Accurate observation is crucial to effective coaching; however, the pressure and thrills of matchday, at any level of the game, can cloud the judgement of even the most experienced coach.
How much of a game can you accurately recall? How does the final score impact on what you have seen? How do individual values, beliefs and experiences – formed way before the game- impact the decision-making process on the day?

These were just a few of the questions fourteen coaches from the women’s and girls’ game discussed as part of an elite coach development visit to Holland earlier in the year.

Led by Audrey Cooper, the FA’s head of women’s coach development, the group consisted of a mix of FA coaching staff including Mo Marley [interim England women’s head coach] and Marieanne Spacey [FA women’s coach and player developer] as well as coaches from the women's and girls' talent pathway, such as Southampton’s Lois Fidler and Arsenal’s Tessa Payne.

The group attended a number of games at Euro 2017 to develop their observational skills using analysis and technology.

“Becoming more aware of the preconceptions that coaches may ‘bring with them’ to decision-making during a game can be a challenging but illuminating task,” explained Shayne Hall, FA performance analysis lead.

“Over the course of the visit we asked coaches to consider: what hinders decision-making when coaching from the touchline? Are you aware of how pressure impacts upon your observational skills? And, how do we know if we are thinking correctly under pressure – what does the process look like?” added Hall.

The coaches were given time to consider their own coaching journey and what biases may have formed as a result of their own previous experience. For Hall, understanding how you ‘see’ the game can only help you make better decisions in the future.

“There are many biases that coaches adopt. Watching the game from the perspective of their own previous playing position or making assumptions based on previous playing history or experience of the game are common,” he explained.

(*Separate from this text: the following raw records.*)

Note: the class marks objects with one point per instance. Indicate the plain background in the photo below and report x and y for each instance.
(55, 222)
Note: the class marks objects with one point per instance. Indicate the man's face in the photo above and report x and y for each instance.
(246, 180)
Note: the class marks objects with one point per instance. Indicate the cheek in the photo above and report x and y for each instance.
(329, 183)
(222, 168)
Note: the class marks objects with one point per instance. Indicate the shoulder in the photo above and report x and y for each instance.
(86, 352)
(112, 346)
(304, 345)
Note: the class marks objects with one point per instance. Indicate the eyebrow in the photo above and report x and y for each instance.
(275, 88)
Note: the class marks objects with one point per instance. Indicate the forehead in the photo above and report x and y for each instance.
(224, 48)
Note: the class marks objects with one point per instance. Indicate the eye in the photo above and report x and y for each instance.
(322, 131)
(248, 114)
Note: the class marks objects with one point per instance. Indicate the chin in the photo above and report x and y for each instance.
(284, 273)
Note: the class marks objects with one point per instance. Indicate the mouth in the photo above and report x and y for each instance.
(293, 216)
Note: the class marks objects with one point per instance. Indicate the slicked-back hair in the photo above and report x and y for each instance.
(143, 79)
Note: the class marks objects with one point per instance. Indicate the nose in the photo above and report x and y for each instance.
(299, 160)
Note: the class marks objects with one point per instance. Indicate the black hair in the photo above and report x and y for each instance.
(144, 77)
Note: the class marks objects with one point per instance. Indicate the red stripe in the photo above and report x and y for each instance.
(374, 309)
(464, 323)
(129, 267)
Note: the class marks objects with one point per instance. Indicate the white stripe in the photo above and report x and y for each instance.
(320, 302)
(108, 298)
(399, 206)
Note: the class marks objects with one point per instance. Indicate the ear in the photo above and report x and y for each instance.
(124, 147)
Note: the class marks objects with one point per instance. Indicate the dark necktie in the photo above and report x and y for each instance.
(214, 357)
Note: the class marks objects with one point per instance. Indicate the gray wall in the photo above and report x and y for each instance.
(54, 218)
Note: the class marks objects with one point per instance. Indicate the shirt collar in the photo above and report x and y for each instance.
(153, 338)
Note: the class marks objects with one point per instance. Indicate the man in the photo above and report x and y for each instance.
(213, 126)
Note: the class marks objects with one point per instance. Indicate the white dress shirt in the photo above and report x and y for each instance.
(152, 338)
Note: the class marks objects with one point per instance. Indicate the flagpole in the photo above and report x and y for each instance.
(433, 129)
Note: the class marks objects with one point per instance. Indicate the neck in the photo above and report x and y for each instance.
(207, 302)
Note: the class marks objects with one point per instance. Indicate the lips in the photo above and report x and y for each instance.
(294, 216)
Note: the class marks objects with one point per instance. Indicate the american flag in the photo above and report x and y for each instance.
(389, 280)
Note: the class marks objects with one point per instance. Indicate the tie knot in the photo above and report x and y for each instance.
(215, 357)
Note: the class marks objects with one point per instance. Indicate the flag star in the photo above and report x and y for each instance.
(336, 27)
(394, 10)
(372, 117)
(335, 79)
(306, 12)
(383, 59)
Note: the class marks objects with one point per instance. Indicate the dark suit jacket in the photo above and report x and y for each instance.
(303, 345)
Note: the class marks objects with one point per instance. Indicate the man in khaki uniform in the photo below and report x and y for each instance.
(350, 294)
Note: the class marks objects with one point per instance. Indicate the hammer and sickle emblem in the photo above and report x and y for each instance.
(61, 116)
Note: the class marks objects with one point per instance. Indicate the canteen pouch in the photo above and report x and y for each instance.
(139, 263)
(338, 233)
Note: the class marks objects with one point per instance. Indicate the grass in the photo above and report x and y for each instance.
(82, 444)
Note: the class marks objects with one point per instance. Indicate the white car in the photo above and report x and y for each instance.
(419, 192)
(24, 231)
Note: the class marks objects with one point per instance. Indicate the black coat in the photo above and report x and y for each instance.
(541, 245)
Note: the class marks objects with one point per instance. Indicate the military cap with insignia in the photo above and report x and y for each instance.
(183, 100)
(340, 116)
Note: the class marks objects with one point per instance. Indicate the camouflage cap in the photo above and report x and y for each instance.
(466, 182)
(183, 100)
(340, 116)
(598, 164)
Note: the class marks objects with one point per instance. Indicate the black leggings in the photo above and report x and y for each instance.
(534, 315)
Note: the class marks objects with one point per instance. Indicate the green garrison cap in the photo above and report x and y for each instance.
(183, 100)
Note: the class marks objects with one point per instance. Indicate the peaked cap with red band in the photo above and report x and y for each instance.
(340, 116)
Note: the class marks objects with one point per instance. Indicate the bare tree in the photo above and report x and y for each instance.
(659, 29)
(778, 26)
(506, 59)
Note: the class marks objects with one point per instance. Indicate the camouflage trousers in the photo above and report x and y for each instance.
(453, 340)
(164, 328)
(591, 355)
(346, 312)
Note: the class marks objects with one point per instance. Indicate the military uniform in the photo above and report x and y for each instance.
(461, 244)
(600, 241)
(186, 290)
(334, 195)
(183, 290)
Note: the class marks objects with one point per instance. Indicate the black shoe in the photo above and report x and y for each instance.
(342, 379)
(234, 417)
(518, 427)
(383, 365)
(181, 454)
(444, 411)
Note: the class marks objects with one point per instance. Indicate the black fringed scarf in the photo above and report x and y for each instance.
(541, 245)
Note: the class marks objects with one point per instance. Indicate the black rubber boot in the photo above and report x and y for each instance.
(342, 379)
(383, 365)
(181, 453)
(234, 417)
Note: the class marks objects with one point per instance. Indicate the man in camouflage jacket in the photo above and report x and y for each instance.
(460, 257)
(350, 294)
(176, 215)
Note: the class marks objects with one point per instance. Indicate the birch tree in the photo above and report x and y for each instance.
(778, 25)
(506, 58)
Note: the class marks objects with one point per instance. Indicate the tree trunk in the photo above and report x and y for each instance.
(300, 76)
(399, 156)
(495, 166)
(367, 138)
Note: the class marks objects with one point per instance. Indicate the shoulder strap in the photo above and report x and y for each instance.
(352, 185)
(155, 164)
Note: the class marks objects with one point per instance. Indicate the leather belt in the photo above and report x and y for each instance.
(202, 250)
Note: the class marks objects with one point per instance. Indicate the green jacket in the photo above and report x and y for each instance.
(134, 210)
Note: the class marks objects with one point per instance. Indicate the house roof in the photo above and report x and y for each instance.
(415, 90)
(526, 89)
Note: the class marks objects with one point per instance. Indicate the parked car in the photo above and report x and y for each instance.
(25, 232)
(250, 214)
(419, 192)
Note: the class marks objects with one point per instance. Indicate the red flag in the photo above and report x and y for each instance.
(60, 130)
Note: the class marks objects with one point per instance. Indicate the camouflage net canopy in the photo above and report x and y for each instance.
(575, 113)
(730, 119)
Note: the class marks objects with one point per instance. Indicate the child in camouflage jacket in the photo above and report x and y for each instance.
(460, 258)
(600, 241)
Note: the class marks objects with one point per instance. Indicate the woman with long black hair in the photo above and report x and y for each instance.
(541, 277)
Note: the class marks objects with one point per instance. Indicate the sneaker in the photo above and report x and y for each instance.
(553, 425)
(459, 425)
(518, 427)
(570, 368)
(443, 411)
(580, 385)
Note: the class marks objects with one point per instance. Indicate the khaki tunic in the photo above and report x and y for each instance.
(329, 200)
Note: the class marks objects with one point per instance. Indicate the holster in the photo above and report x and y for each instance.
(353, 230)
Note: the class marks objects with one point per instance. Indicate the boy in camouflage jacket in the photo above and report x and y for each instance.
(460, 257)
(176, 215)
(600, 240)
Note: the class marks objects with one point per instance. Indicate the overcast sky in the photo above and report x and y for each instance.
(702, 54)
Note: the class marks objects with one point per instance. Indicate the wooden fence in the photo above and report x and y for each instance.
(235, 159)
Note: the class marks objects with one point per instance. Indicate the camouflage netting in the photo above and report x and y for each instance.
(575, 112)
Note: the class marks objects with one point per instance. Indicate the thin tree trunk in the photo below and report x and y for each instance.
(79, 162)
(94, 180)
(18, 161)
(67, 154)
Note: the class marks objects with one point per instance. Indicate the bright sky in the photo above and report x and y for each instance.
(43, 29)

“Furthermore, if a coach watches a player playing in a similar position to that which they played can mean the coach holds the player up to their own standards and experiences.

“Similarly, it is easy to remember one particular aspect of a performance rather than seeing the bigger picture.

“For example, a coach may remember one failed attempt in a hundred repetitions – but that one thing stays with them. This can form their judgement irrespective to what happens before or after the failed attempt. That’s bias in action and we’re all susceptible to that,” he added.

Hall recommends that coaches should focus on a specific aspect of the game when observing players and teams.

"It is quite easy to fall into the trap of trying to look at every aspect of performance. Having a narrower focus of attention can help coaches improve their observation."

5 top tips to ensure coaches don’t have bias in their work

  • Simply be aware that bias exists. This is usually the biggest learning curve for most coaches.
  • Develop a systematic process that allows you to stop and use a clear mind judgement process when observing.
  • Be aware that in the heat of the moment you need to stop and go back to that process.
  • Have a clear focus when watching a game or training session: what aspect of performance are you looking at?
  • Wait for your ‘epiphany’ moment. We still see lots of coaches coming onto FA courses with biases before they have an epiphany moment: “yes, that’s me with the bias and I didn’t realise”.


Shayne Hall is the elite education manager at Hudl.